Le site archéologique de Kasr El Kahina, situé dans la commune de Baghaï, non loin de Khenchela, vestige important de la période post-byzantine, nécessite d’être protégé et valorisé au regard de sa haute valeur historique, estiment les responsables du secteur culturel et des archéologues.

Selon le directeur du musée de Khenchela, Chaabane Sekiou, c’est sur les plaines de la région de Baghaï que le roi berbère Bidas a érigé le camp militaire à partir duquel il lança, vers l’an 534, les assauts qui repoussèrent l’armée byzantine.

A son tour, la reine El Kahina fit ériger dans cette région plusieurs forteresses lors de son opposition à l’avancée de l’armée du conquérant musulman Hassan Ibn Nouamane, qu’elle a défait en l’an 680 juste après qu’il eut conquis Carthage.
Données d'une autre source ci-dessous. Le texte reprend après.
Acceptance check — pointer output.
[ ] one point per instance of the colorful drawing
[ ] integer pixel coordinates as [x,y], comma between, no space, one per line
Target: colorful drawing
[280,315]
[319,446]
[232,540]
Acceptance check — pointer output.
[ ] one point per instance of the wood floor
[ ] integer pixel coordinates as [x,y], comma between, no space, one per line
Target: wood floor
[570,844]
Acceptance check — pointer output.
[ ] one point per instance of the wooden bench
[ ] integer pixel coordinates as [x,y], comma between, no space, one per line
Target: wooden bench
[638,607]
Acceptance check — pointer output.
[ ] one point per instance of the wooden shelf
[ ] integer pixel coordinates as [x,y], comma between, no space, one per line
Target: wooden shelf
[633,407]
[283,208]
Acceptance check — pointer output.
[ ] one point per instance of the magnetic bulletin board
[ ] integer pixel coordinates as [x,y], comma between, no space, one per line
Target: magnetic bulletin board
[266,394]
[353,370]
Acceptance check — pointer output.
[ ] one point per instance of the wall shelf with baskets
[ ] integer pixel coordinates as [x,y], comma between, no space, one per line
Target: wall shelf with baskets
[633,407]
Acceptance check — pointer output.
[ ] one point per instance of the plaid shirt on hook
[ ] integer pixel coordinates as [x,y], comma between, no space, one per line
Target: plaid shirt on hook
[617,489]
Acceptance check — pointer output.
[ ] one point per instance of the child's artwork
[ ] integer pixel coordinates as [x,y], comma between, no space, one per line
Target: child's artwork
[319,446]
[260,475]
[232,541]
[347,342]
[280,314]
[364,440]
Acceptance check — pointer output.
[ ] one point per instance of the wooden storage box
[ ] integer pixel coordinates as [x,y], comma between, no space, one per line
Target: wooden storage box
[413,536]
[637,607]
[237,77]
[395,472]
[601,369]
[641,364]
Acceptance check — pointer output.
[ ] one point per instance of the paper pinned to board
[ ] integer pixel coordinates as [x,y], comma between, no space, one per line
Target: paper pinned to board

Elle affrontera une seconde fois, en 701, l’armée de ce même général, près de Kaïs, à 28 km de Khenchela, où elle fut vaincue et contrainte de se réfugier près de Bir El Ater, dans la wilaya de Tébessa où elle aurait été enterrée. Ce qui expliquerait l’appellation de Bir El Kahina donnée par certains historiens à Bir El Ater.

Lors d’une intervention, samedi dernier lors du 6ème colloque sur El Kahina, à Khenchela, le Pr. Zineb Ali Benali de l’université Paris VIII (France) a soutenu cette thèse de l’enterrement de la reine amazigh à Bir El Ater, la qualifiant de «plus plausible que celle de sa décapitation et de l’acheminement de sa tête à Damas (Syrie) au palais du calife omeyyade Abdelmalik Ibn Merouane». En plus de la présence de Kasr El Kahina, Baghaï est une zone archéologique renfermant des sites de multiples civilisations, allant de la période préhistorique aux époques romaine, byzantine et musulmane.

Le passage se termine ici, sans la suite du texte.